The Protobuf format is the Protocol Buffers format.

This format requires an external format schema, which is cached between queries.

ClickHouse supports:

  • both proto2 and proto3 syntaxes.
  • Repeated/optional/required fields.

To find the correspondence between table columns and fields of the Protocol Buffers' message type, ClickHouse compares their names. This comparison is case-insensitive and the characters _ (underscore) and . (dot) are considered as equal. If the types of a column and a field of the Protocol Buffers' message are different, then the necessary conversion is applied.

Nested messages are supported. For example, for the field z in the following message type:

message MessageType {
  message XType {
    message YType {
      int32 z;
    };
    repeated YType y;
  };
  XType x;
};

ClickHouse tries to find a column named x.y.z (or x_y_z or X.y_Z and so on).

Nested messages are suitable for input or output of a nested data structures.

Default values defined in a protobuf schema like the one that follows are not applied, rather the table defaults are used instead of them:

syntax = "proto2";

message MessageType {
  optional int32 result_per_page = 3 [default = 10];
}

If a message contains oneof and input_format_protobuf_oneof_presence is set, ClickHouse fills column that indicates which field of oneof was found.

syntax = "proto3";

message StringOrString {
  oneof string_oneof {
    string string1 = 1;
    string string2 = 42;
  }
}
CREATE TABLE string_or_string ( string1 String, string2 String, string_oneof Enum('no'=0, 'hello' = 1, 'world' = 42))  Engine=MergeTree ORDER BY tuple();
INSERT INTO string_or_string from INFILE '$CURDIR/data_protobuf/String1' SETTINGS format_schema='$SCHEMADIR/string_or_string.proto:StringOrString' FORMAT ProtobufSingle;
SELECT * FROM string_or_string
   ┌─────────┬─────────┬──────────────┐
   │ string1 │ string2 │ string_oneof │
   ├─────────┼─────────┼──────────────┤
1. │         │ string2 │ world        │
   ├─────────┼─────────┼──────────────┤
2. │ string1 │         │ hello        │
   └─────────┴─────────┴──────────────┘

Name of the column that indicates presence must be the same as the name of oneof. Nested messages are supported (see basic-examples). Allowed types are Int8, UInt8, Int16, UInt16, Int32, UInt32, Int64, UInt64, Enum, Enum8 or Enum16. Enum (as well as Enum8 or Enum16) must contain all oneof' possible tags plus 0 to indicate absence, string representations does not matter.

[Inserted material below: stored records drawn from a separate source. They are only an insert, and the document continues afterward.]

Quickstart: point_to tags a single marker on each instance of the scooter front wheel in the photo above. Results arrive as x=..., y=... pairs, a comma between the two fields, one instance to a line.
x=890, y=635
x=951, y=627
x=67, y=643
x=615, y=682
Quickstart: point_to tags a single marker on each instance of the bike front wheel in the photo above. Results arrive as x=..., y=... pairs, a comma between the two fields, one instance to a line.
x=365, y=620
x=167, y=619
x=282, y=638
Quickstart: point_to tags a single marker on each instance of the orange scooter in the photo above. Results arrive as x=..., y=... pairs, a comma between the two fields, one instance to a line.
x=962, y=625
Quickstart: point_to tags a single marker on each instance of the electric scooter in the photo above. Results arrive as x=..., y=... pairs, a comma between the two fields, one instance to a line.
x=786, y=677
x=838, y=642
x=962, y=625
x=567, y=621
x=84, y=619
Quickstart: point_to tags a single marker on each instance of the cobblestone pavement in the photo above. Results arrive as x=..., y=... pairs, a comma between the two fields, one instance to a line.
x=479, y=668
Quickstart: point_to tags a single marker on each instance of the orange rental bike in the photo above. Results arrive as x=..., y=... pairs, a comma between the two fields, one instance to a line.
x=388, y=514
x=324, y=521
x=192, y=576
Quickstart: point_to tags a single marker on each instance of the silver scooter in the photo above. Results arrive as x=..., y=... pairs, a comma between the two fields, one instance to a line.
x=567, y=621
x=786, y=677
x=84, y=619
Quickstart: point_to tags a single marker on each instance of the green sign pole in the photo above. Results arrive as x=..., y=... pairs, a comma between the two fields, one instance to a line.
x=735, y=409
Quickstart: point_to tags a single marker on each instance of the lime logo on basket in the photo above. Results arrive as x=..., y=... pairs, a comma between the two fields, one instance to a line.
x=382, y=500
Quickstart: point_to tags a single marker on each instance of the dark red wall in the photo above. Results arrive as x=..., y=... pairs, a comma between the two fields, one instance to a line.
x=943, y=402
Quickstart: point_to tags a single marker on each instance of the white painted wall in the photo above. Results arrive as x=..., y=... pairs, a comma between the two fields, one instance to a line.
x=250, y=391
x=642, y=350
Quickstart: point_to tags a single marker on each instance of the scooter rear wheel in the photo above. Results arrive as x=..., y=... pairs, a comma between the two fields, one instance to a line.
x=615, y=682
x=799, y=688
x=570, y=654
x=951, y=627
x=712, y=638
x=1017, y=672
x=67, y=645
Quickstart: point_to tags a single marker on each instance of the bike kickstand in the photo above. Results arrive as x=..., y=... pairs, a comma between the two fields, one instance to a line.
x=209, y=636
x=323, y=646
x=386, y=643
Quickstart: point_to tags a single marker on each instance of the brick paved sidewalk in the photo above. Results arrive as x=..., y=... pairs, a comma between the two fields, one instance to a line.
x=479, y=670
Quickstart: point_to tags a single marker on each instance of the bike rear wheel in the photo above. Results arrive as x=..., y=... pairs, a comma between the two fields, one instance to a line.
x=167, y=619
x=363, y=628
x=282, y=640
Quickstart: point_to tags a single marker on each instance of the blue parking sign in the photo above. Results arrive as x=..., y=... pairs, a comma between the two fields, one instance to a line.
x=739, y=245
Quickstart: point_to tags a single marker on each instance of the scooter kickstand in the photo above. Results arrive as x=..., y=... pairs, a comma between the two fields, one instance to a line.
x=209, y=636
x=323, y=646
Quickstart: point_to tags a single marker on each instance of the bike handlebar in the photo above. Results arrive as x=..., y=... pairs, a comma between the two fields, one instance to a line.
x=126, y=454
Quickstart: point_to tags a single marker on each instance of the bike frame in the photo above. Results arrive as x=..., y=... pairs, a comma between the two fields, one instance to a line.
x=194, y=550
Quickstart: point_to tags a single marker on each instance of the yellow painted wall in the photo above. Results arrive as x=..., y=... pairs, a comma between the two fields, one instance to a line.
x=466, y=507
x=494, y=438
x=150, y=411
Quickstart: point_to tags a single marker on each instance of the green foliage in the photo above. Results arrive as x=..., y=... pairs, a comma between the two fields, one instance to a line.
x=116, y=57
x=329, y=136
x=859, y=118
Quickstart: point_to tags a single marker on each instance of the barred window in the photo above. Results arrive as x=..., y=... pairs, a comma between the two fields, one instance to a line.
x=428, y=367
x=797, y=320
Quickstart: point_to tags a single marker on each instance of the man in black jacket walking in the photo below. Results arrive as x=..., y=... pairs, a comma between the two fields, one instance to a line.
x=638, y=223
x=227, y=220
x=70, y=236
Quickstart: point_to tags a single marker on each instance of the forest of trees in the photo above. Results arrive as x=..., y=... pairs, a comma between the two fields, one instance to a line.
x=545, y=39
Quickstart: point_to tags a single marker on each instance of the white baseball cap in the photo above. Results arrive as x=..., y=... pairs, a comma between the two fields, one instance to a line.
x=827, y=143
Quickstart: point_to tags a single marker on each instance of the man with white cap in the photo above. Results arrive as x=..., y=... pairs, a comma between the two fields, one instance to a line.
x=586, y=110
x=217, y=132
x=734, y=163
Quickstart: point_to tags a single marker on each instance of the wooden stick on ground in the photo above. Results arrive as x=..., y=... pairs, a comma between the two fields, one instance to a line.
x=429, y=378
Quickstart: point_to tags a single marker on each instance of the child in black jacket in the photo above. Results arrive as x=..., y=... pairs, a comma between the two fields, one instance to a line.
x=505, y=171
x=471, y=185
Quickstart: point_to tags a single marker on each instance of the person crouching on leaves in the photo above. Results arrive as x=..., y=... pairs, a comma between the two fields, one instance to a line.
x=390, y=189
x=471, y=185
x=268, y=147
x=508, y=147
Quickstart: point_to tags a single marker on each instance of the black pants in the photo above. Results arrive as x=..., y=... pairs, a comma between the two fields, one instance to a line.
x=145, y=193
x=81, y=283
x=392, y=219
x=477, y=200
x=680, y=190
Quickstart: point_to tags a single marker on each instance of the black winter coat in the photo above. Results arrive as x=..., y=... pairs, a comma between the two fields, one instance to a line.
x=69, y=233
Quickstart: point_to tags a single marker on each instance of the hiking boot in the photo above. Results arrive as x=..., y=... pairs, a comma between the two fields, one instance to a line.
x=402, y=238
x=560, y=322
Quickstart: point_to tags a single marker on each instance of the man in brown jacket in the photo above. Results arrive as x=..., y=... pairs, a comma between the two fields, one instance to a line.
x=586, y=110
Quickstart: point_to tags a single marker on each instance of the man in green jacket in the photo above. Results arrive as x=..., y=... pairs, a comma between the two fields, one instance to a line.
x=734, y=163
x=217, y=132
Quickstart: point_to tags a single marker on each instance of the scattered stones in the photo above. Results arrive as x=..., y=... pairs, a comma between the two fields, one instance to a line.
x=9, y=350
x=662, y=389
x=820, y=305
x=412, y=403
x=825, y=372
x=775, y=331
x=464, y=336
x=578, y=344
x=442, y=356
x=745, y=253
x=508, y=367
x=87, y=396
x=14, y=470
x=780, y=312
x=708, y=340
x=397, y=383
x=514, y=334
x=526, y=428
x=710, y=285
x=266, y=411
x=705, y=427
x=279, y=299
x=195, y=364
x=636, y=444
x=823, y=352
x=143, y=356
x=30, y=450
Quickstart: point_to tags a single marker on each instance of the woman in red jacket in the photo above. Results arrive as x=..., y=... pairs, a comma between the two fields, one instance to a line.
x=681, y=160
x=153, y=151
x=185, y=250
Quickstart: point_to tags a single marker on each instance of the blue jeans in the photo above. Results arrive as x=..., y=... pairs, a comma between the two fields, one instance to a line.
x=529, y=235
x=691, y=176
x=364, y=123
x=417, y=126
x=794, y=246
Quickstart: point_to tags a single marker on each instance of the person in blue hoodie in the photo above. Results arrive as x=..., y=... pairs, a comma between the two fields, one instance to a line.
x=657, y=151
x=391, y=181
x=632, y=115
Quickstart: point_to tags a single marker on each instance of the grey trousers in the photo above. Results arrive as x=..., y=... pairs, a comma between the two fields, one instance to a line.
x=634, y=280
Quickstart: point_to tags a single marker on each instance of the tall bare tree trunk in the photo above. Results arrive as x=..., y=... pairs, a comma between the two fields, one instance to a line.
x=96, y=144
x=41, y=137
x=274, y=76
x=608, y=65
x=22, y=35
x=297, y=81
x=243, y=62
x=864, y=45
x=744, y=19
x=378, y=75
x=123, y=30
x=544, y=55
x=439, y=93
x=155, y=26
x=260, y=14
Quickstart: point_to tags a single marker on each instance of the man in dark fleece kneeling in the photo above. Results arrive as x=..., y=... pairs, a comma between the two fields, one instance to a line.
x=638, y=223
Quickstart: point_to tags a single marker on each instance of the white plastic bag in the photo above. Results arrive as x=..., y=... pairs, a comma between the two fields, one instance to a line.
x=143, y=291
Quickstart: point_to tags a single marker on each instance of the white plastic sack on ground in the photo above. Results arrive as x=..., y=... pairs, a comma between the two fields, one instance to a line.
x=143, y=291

The setting input_format_protobuf_oneof_presence is disabled by default

ClickHouse inputs and outputs protobuf messages in the length-delimited format. This means that before every message its length should be written as a variable width integer (varint).

Example usage

Reading and writing data

Example files

The files used in this example are available in the examples repository

In this example we will read some data from a file protobuf_message.bin into a ClickHouse table. We'll then write it back out to a file called protobuf_message_from_clickhouse.bin using the Protobuf format.

Given the file schemafile.proto:

syntax = "proto3";  
  
message MessageType {  
  string name = 1;  
  string surname = 2;  
  uint32 birthDate = 3;  
  repeated string phoneNumbers = 4;  
};
Generating the binary file

If you already know how to serialize and deserialize data in the Protobuf format, you can skip this step.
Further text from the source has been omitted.